7 januari 2021 – Gestandaardiseerde, genormeerde en gevalideerde proeven

In onze nieuwsbrief net voor de kerstvakantie op 17 december 2020 had ik er al naar verwezen bij de toen in de plenaire vergadering behandelde actuele vraag, maar nu kwam dit belangrijke thema aan bod in de Onderwijscommissie bij twee vragen om uitleg van Loes Vandromme en Koen Daniëls. Voor het gemak ga ook ik gewoon de term “centrale toetsen” gebruiken (i.p.v. de lange, formele benaming uit de beleidsnota), terwijl het natuurlijk niet om centrale examens stricto sensu gaat. Op 4 december 2020 had de Vlaamse regering inderdaad het nieuwe universitair steunpunt 'Ontwikkeling van gestandaardiseerde, genormeerde en gevalideerde net- en koepeloverschrijdende toetsen in Vlaanderen' erkend. Het ging om een consortium van vijf Vlaamse universiteiten en twee hogescholen o.l.v. de Universiteit Gent om dus een belangrijke doelstelling van deze legislatuur te gaan realiseren. De precieze doelen van de toetsen werden bij die gelegenheid nog eens heel nauwkeurig omschreven. Ik citeer: “Door de introductie van deze toetsen wil de Vlaamse regering de kwaliteit van het onderwijs opvolgen en zo de vinger aan de pols houden. Deze instrumenten meten zowel de mate waarin de leerlingen de eindtermen bereiken, de leerwinst van individuele leerlingen als de leerwinst (of toegevoegde waarde) op schoolniveau. De leerwinst wordt gemeten over de verschillende leerjaren en onderwijsniveaus (basis en secundair) heen.” Eerder had minister Weyts ook al meermaals verteld over de voorbereidende haalbaarheidsstudie die in dit verband gaande was om een zicht te krijgen op diverse aspecten van dit erg complexe dossier (cf. bijvoorbeeld de vraag om uitleg van Loes Vandromme op 2 juli 2020), alvorens dus aan de eigenlijke ontwikkeling van de toetsen te beginnen. Ik gebruikte eerder al de omschrijving “titanenwerk”, en het is mij intussen heel duidelijk geworden: dit gaat een echt titanenwerk worden, waar dus zeker nog niet het laatste woord over gezegd is. Maar dus nu alvast de twee vragen om uitleg van deze commissievergadering.

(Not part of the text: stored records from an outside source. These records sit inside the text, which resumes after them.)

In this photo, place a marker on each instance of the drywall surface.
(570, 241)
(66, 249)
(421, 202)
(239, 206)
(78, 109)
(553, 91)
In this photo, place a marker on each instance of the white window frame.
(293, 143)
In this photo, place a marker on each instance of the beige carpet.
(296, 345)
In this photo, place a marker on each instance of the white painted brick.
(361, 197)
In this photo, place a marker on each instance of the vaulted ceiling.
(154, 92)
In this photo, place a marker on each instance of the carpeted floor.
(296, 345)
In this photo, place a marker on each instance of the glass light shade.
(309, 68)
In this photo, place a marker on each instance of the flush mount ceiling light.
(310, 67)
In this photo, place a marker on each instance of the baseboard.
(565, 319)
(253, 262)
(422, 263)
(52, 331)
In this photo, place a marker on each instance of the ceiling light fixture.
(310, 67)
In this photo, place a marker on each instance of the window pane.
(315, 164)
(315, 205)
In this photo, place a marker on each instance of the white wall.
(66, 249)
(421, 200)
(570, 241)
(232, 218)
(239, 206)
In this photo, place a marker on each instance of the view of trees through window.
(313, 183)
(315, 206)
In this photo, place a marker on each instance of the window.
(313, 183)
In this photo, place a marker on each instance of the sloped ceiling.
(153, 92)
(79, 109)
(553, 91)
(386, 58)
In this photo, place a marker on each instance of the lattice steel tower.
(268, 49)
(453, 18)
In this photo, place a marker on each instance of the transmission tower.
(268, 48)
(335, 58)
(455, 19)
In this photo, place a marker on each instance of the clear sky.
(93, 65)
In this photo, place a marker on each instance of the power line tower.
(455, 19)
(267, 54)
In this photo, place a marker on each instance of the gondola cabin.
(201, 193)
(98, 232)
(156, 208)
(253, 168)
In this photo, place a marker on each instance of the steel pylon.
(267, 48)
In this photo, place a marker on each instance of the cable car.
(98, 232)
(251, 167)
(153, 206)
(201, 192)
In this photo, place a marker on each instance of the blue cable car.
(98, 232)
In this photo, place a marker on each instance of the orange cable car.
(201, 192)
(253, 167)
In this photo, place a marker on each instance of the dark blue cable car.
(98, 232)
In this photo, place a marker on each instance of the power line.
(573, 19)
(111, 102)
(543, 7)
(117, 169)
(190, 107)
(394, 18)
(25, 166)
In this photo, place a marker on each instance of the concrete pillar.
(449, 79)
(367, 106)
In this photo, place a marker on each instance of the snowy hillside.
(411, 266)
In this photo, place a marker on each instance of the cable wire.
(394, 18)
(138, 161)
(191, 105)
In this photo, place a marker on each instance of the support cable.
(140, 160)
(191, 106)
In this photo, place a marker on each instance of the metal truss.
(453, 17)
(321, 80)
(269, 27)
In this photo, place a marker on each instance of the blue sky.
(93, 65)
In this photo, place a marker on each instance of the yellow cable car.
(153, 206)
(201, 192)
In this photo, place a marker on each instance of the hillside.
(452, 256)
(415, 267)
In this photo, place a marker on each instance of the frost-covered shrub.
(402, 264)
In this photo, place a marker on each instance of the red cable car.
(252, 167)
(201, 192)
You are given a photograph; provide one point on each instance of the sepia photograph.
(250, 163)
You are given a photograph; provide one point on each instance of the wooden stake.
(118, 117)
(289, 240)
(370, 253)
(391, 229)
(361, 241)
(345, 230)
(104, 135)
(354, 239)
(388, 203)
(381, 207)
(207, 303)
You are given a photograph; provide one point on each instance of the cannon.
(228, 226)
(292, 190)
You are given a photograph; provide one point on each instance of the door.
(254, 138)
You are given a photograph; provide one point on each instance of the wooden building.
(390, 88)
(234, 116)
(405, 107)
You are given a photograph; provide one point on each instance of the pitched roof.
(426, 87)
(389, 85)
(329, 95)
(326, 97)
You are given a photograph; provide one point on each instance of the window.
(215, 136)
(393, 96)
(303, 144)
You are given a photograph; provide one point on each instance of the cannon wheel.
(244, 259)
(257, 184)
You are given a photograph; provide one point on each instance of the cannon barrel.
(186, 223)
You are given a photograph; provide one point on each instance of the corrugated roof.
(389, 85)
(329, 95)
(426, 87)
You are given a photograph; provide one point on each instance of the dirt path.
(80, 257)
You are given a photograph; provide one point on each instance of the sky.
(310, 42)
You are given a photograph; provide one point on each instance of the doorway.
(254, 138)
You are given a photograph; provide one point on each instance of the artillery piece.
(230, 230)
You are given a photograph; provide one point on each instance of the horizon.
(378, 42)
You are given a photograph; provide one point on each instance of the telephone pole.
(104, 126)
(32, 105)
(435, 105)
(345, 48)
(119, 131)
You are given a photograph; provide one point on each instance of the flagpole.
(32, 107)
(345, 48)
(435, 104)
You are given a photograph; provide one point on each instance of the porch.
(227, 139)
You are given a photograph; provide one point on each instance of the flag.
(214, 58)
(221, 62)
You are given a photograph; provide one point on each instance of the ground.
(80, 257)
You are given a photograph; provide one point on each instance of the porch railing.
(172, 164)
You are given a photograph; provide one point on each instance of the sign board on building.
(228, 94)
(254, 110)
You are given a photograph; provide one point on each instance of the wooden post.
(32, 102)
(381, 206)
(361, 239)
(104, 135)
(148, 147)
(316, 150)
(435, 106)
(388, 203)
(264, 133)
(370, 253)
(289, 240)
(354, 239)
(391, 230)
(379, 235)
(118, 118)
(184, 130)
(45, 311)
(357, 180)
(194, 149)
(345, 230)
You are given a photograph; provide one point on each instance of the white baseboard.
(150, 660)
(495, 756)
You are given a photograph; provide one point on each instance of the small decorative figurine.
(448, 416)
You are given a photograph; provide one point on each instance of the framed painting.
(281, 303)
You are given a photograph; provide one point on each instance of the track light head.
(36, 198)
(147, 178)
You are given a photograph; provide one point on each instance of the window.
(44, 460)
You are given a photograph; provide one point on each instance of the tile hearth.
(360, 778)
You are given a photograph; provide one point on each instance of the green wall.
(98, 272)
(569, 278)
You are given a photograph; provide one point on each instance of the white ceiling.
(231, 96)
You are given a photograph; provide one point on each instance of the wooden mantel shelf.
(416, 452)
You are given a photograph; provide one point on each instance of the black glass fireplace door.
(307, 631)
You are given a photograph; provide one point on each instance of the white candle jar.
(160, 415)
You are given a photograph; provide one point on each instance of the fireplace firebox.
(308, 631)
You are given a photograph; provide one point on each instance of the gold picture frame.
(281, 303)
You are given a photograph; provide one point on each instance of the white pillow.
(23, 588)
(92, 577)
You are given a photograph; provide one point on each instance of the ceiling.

Loes Vandromme vroeg wanneer die haalbaarheidsstudie klaar zou zijn en of de onderwijsverstrekkers verder betrokken zouden worden bij de ontwikkeling van deze proeven (cf. de expertise van onderwijskoepels die met eigen proeven of toetsen werken). Koen Daniëls vond die betrokkenheid van de onderwijsverstrekkers ook erg belangrijk en kon niet genoeg de loftrompet steken over dit initiatief uit het Regeerakkoord en dus ook de beleidsnota Onderwijs. Daniëls had een hele reeks vragen: over de motivering van de vier gekozen toetsmomenten, over de monitoring van de kwaliteit van de toetsen over de jaren heen, over de relatie met de Columbusproef, over de concrete organisatie van de toetsen en over de interpretatie van de toetsresultaten. En ten slotte: gingen we daarnaast ook nog blijven deelnemen aan internationaal vergelijkend onderzoek (genre-PISA, -TIMSS, …)?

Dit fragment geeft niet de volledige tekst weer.